第5章 恋の蕾
「兄貴、どうしやす?潜って死体を引き上げやすかい?」
「あぁ・・・もちろん。
こいつで確実に殺した後でな」
そう言ってジンがコートの内ポケットから取り出したのは・・・手榴弾だ。
「奴が海に逃げた時用に引っ張り出してきたんだがな・・・」
「それ・・・海に投げるんですか?」
「ミモザ、ご名答ね」
地上で手榴弾が投げられた場合、爆発までの数秒で5メートルほど離れ、手榴弾に足を向けて地面に伏せれば助かる可能性はあるが・・・
水中で爆発した場合、その圧力波で肺や内臓を押し潰し、その周辺の生物の命を確実に絶つことができる。
「ダイナマイト漁の要領だね」
「あぁ。どんな魚が浮いてくるか楽しみだぜ」
ジンは手榴弾のピンを口で引き抜き、海に向かって思い切り投げた。
キャメル捜査官・・・・・・!!
その時、高く投げられた手榴弾に何かが当たり、空中で爆発した。
「対岸から狙われてるよ!」
「なみかぜ公園に誰かいます!」
「何・・・ッ!?」
あの場所からは1300ヤードは離れているはず。
公園にいる人影・・・ライフルのスコープから覗いている人物が1人と・・・小さな、子ども?

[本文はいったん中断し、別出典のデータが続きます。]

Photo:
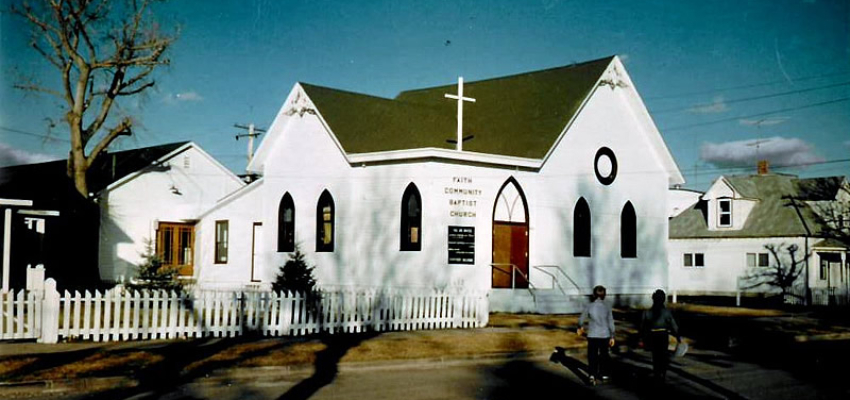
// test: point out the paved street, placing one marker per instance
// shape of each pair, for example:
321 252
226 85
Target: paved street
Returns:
700 375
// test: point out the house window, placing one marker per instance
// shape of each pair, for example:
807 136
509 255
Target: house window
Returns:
758 260
724 209
221 236
581 230
286 224
175 246
628 232
694 260
325 222
411 219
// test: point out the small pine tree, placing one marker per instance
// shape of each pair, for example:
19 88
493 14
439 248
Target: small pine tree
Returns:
153 275
295 275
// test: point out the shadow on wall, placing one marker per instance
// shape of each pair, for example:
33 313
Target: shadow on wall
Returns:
638 276
111 238
68 247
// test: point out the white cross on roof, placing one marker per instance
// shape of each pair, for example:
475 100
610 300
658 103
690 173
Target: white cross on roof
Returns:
460 99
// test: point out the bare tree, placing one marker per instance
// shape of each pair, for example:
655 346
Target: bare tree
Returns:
782 273
836 217
103 50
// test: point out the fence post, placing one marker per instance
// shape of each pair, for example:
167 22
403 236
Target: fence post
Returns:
50 313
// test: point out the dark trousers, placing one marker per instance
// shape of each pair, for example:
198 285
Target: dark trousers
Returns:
597 356
658 342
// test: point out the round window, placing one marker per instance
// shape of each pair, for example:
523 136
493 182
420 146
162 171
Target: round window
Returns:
605 165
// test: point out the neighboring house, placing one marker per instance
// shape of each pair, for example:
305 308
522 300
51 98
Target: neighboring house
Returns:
720 245
559 179
148 195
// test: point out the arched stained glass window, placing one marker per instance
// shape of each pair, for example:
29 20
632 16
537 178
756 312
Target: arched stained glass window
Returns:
581 230
411 219
286 224
628 232
325 222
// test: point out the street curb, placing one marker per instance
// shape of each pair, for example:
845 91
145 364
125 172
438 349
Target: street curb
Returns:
62 385
254 373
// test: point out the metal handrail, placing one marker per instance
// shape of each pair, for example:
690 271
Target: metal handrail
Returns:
514 270
554 279
559 269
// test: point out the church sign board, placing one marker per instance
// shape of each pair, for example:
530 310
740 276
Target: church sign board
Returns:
461 244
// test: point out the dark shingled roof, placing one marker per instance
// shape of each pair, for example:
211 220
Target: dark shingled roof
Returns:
49 183
520 115
774 214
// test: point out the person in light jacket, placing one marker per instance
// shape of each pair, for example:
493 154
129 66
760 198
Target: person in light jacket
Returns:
656 325
600 334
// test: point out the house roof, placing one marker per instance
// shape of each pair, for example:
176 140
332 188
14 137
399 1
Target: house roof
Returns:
48 183
781 209
830 243
520 115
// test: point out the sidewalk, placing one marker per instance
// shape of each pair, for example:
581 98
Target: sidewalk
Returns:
98 366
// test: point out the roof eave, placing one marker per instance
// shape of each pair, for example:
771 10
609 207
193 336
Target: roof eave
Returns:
442 154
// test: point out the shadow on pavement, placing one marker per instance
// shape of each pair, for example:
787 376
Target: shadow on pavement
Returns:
525 379
185 362
326 366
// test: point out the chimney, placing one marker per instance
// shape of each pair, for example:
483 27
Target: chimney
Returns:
762 167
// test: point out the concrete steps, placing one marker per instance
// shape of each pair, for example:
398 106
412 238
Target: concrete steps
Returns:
536 301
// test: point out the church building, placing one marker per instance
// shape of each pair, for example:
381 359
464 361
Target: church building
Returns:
552 181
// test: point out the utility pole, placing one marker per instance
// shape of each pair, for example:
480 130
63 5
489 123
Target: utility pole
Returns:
252 133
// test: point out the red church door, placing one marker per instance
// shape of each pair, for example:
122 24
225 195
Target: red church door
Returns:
510 238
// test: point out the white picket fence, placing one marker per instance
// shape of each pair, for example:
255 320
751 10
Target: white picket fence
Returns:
820 296
138 315
18 315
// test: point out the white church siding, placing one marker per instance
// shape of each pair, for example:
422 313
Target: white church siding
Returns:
606 121
177 189
241 210
302 155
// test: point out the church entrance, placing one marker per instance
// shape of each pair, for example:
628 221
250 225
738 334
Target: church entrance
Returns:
510 238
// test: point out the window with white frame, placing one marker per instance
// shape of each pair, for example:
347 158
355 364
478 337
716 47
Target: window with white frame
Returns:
758 260
694 260
724 212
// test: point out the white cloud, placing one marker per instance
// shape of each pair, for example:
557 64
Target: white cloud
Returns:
715 107
776 150
12 156
764 121
191 96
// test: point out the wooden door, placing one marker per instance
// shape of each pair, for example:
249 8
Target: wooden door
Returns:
510 248
255 250
175 245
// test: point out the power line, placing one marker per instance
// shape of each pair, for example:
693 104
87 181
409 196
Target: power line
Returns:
712 170
743 99
752 85
20 132
688 126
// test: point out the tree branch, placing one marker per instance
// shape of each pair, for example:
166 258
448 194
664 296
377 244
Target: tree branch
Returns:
36 88
122 129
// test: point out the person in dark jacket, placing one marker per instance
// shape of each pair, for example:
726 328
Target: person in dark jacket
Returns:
656 325
600 333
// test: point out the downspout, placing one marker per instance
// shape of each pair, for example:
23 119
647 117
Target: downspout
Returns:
806 244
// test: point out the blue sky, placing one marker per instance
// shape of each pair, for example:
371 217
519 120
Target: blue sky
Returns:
716 76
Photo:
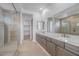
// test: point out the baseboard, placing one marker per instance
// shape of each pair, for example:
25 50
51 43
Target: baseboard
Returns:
42 48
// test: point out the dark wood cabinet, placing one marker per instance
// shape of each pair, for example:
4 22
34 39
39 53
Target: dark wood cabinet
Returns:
63 52
51 48
72 48
56 47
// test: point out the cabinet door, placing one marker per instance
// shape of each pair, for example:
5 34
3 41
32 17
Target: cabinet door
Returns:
63 52
38 39
72 48
51 48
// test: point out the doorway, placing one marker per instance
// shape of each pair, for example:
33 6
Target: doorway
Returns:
27 26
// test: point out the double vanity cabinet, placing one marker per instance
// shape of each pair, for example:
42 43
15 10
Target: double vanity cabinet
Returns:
56 47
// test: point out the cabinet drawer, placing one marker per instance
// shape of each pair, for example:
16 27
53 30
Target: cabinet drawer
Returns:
63 52
59 43
50 39
51 48
72 48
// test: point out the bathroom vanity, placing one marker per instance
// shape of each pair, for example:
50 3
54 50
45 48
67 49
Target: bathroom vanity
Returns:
57 45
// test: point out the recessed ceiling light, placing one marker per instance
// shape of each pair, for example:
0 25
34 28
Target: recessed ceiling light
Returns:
41 8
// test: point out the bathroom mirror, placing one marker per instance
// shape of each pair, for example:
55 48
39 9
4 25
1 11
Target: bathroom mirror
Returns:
69 25
69 20
40 25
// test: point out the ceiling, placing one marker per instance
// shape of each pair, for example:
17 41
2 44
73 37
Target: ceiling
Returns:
32 6
52 8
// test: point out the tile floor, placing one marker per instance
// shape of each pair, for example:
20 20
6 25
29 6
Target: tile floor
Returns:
28 48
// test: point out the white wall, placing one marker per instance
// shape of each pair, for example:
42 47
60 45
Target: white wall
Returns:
58 7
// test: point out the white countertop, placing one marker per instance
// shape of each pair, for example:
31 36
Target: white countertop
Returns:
71 39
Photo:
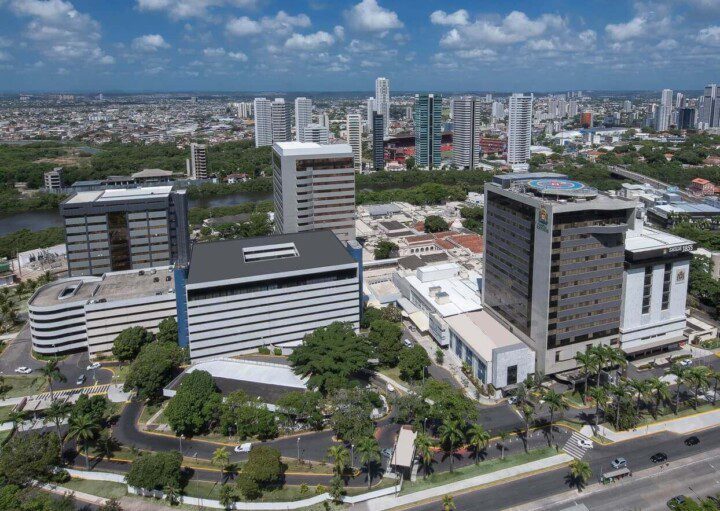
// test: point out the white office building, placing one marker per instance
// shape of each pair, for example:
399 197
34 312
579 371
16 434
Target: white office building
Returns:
303 117
314 188
268 291
655 283
382 102
88 313
354 129
466 132
263 122
519 131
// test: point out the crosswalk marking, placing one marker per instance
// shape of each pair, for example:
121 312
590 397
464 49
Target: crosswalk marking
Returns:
572 448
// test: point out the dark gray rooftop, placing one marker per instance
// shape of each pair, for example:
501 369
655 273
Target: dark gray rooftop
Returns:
223 260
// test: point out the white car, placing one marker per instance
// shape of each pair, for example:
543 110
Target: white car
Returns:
243 447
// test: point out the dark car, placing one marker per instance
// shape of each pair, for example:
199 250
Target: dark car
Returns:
658 457
675 502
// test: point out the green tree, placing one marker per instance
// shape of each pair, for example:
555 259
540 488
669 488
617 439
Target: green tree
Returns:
330 356
369 452
196 403
167 331
451 438
29 457
434 223
413 363
129 342
385 249
52 373
84 430
385 337
155 471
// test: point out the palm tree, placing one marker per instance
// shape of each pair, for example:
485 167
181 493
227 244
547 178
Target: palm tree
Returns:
555 403
83 429
580 472
57 413
341 458
699 378
222 458
478 438
448 503
52 372
369 452
679 372
599 395
423 446
660 390
503 439
451 437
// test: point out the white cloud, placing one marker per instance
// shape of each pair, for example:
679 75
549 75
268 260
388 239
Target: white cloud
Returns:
459 17
182 9
709 36
368 16
515 27
310 42
150 43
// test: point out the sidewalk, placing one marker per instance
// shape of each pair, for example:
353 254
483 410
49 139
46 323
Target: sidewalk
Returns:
434 493
681 425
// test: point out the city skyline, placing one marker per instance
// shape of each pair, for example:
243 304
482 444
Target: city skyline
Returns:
214 45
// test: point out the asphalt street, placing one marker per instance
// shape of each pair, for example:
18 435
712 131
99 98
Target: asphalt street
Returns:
528 489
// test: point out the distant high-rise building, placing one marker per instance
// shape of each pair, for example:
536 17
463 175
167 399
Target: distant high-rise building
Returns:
314 188
382 102
280 114
466 132
428 130
519 131
53 179
354 129
303 117
662 119
378 141
125 229
263 122
197 164
709 116
316 133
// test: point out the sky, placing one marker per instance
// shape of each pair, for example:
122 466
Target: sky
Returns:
343 45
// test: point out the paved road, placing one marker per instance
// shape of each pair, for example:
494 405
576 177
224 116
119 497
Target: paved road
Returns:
528 489
18 353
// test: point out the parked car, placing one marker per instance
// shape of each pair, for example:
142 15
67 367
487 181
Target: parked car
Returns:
619 463
243 447
658 457
675 502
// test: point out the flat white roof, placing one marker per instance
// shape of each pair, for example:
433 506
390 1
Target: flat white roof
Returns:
652 239
311 149
482 333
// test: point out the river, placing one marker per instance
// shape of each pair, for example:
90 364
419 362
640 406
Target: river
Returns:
42 219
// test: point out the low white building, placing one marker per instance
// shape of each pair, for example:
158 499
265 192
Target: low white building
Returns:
655 283
495 354
87 313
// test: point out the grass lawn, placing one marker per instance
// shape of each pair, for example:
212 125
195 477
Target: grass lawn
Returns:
25 385
107 489
484 467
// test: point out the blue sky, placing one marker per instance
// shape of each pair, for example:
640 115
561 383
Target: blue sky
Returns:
333 45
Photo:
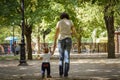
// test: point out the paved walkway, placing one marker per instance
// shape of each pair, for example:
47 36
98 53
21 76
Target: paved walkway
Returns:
81 69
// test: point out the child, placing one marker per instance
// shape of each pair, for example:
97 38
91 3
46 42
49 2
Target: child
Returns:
46 62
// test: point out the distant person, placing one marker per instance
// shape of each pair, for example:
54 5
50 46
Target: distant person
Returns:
64 30
46 62
17 49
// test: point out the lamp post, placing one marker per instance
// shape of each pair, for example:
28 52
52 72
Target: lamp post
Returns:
22 48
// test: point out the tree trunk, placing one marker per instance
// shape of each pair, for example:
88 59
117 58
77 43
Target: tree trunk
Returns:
28 32
109 21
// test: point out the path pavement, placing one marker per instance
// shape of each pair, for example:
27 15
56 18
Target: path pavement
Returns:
80 69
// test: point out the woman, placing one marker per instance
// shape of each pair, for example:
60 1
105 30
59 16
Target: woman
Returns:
64 31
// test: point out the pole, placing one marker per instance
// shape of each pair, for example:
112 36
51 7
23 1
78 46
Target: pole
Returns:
22 49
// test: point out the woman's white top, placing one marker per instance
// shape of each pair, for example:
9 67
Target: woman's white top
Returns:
64 26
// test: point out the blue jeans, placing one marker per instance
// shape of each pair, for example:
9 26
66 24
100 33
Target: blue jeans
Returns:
64 47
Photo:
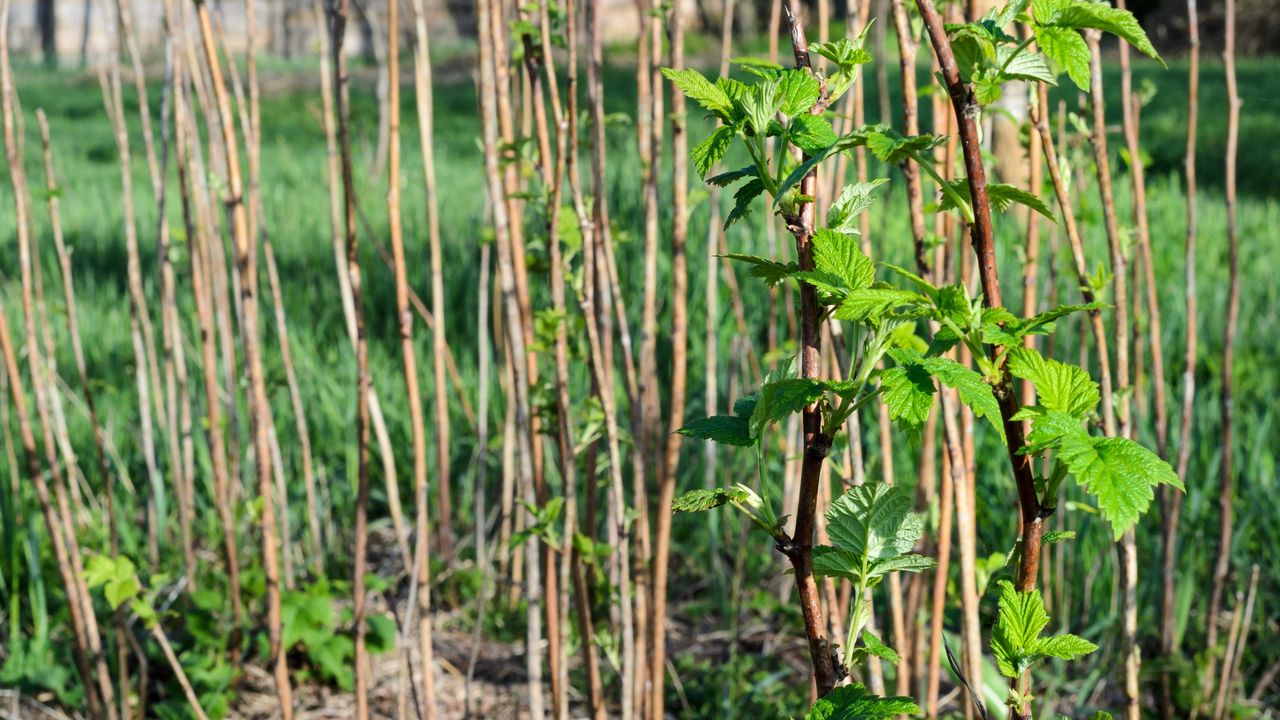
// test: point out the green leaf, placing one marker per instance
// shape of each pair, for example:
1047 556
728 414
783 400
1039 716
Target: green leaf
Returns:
906 391
873 646
987 90
909 563
874 520
1065 646
699 500
872 302
1045 323
784 397
1001 196
854 200
1009 13
1100 16
848 54
758 104
1120 474
99 570
1019 623
725 429
812 133
768 270
743 199
891 147
728 178
853 702
837 254
798 90
835 563
709 151
702 91
970 387
1068 50
1057 536
1059 386
1024 65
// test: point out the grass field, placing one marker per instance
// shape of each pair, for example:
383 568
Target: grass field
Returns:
297 215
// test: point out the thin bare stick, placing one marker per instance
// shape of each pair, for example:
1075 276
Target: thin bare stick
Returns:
817 445
1226 468
1173 501
489 91
426 137
99 696
246 265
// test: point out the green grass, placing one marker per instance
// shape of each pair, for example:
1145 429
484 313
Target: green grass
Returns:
296 201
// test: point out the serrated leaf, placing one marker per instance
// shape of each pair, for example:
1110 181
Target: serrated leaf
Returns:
725 429
835 563
1045 323
853 702
810 133
702 499
909 563
728 178
1120 474
891 147
874 520
1001 196
1019 623
743 199
854 200
798 91
119 589
1024 65
848 54
873 646
781 399
1059 386
709 151
1100 16
768 270
1068 50
702 91
1065 646
872 302
1057 536
906 391
837 254
970 388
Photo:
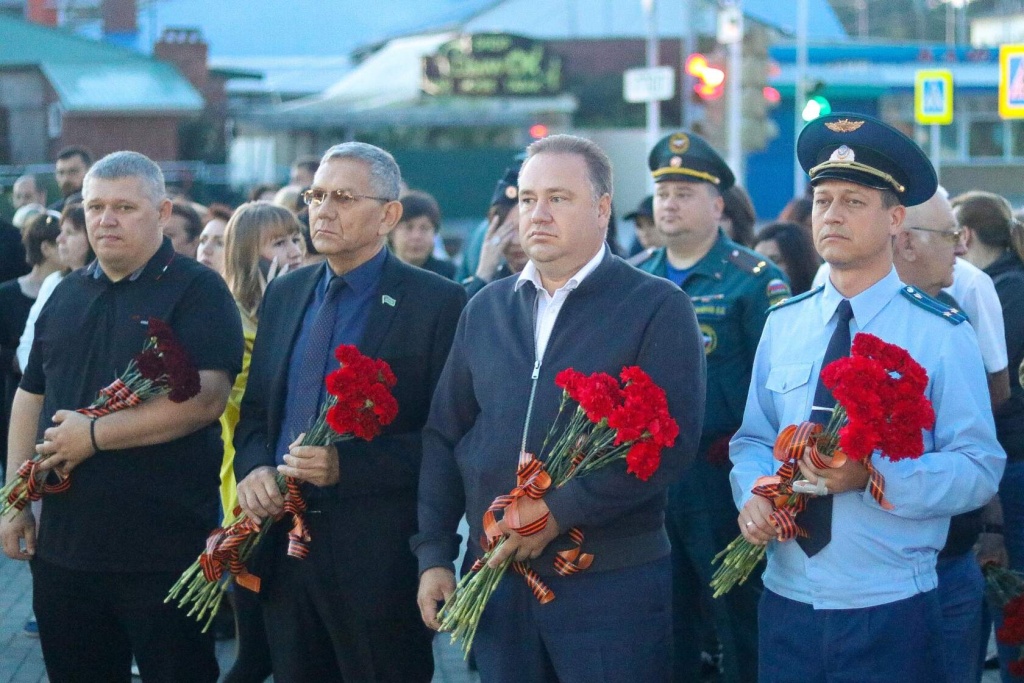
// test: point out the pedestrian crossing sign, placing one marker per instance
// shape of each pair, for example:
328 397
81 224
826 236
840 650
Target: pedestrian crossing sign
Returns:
933 96
1012 81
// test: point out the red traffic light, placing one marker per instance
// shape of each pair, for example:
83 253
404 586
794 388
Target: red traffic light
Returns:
711 81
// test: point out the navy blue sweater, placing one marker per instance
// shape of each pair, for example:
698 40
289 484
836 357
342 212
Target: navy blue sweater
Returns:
617 316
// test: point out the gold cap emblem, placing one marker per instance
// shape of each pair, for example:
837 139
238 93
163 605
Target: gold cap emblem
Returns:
844 125
679 143
843 154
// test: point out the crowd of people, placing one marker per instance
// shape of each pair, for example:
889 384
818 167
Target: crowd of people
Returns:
734 317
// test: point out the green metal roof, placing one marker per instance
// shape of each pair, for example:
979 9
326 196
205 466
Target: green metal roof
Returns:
90 76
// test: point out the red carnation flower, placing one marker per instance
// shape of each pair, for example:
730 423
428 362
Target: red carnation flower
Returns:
643 459
151 366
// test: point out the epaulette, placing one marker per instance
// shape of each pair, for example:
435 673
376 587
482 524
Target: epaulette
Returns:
637 259
915 296
748 262
800 297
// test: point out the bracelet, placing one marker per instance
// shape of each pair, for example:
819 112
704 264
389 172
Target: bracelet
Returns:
92 434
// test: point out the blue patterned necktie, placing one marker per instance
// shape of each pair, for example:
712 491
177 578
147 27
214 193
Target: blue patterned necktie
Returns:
816 517
312 370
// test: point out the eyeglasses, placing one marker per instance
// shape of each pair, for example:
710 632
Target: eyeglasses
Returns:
342 197
952 237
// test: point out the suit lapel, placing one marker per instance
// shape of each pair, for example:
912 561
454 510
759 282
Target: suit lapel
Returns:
290 325
384 305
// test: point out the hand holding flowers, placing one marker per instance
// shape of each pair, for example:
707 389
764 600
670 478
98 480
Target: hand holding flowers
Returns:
881 408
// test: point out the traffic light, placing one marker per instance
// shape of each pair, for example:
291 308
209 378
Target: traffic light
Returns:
757 97
710 80
817 104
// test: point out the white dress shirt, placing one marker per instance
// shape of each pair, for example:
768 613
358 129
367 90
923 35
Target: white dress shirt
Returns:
548 305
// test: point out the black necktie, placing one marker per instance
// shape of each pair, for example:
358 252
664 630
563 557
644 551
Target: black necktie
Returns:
816 517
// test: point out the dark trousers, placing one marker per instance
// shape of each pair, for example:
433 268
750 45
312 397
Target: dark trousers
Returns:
700 524
252 662
91 624
315 634
601 628
900 641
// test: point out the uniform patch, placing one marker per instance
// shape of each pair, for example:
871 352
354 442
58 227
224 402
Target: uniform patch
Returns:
710 338
777 291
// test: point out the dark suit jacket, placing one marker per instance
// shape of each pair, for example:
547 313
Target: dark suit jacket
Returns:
372 509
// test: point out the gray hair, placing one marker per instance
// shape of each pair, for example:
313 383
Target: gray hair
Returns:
384 174
598 164
130 165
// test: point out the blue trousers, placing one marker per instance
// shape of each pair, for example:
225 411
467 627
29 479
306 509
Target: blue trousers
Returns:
900 641
608 627
962 595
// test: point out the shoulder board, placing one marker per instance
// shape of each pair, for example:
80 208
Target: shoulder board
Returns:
919 298
637 259
799 297
747 261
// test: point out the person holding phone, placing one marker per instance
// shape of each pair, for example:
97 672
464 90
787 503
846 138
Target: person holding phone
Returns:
262 242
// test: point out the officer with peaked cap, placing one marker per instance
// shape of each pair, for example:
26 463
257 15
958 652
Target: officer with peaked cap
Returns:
731 288
855 598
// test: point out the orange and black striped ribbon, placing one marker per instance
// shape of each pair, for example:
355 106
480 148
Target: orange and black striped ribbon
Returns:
221 553
877 484
119 396
572 560
295 505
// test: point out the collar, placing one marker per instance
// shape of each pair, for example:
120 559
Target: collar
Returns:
866 304
359 279
530 274
156 266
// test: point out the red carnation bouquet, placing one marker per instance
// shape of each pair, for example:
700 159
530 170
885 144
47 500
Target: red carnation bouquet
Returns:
880 408
162 368
625 419
1006 591
358 403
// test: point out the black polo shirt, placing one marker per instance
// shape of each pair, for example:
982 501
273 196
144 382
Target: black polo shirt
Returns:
145 509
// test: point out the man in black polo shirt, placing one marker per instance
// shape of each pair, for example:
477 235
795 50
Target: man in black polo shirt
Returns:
143 492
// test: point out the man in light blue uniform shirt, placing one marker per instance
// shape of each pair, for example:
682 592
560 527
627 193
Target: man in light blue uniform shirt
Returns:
864 606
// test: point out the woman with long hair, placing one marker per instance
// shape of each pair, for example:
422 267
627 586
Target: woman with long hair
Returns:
261 242
790 247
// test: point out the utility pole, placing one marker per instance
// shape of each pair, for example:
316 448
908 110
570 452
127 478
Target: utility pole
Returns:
800 96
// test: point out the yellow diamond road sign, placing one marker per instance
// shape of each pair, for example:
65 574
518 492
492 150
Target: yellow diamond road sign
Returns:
1012 81
933 96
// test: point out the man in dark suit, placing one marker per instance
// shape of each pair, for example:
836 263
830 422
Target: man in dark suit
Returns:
348 610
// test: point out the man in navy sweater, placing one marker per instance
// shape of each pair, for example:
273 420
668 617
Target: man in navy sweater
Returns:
574 305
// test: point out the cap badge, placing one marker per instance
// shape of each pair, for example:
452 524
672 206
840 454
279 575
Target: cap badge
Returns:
679 143
843 154
844 125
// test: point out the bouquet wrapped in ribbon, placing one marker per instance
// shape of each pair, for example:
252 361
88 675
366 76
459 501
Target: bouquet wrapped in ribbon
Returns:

「そこから撃ってジンが投げた手榴弾に当たったって言うの?」
「ふふっ・・・赤井じゃあるまいし。やみくもに撃った弾が偶然当たっただけで・・・」
「きゃっ・・・!!」
「ッ!ミモザ!!伏せろ!!」
ジンの声で全員がその場に屈んで伏せる。
対岸にいる人間が撃った弾が私のポニーテールのリボンに当たり、結んでいた髪がハラリと落ちてきた。
遠くからこれを狙撃できるとは・・・なんて命中率なのだろう。
「ミモザ!どこを撃たれた!?」
「これを・・・。
髪も少し切れましたが問題ないです」
「そうか・・・」
ボロボロになったリボンと私の髪を交互に見て、ゆっくり息を吐くジン。
切ない表情で見つめられ、ドキッと心臓が跳ねた。
「・・・引きずっても構わない、着てろ」
長くて引きずるからと、返した彼のロングコートを再び肩に掛けられて。
狙撃されていたので伏せたが・・・座るな、屈むな、と言われたことを思い出した。
「暖かい・・・」
この温もりをずっと感じていたい。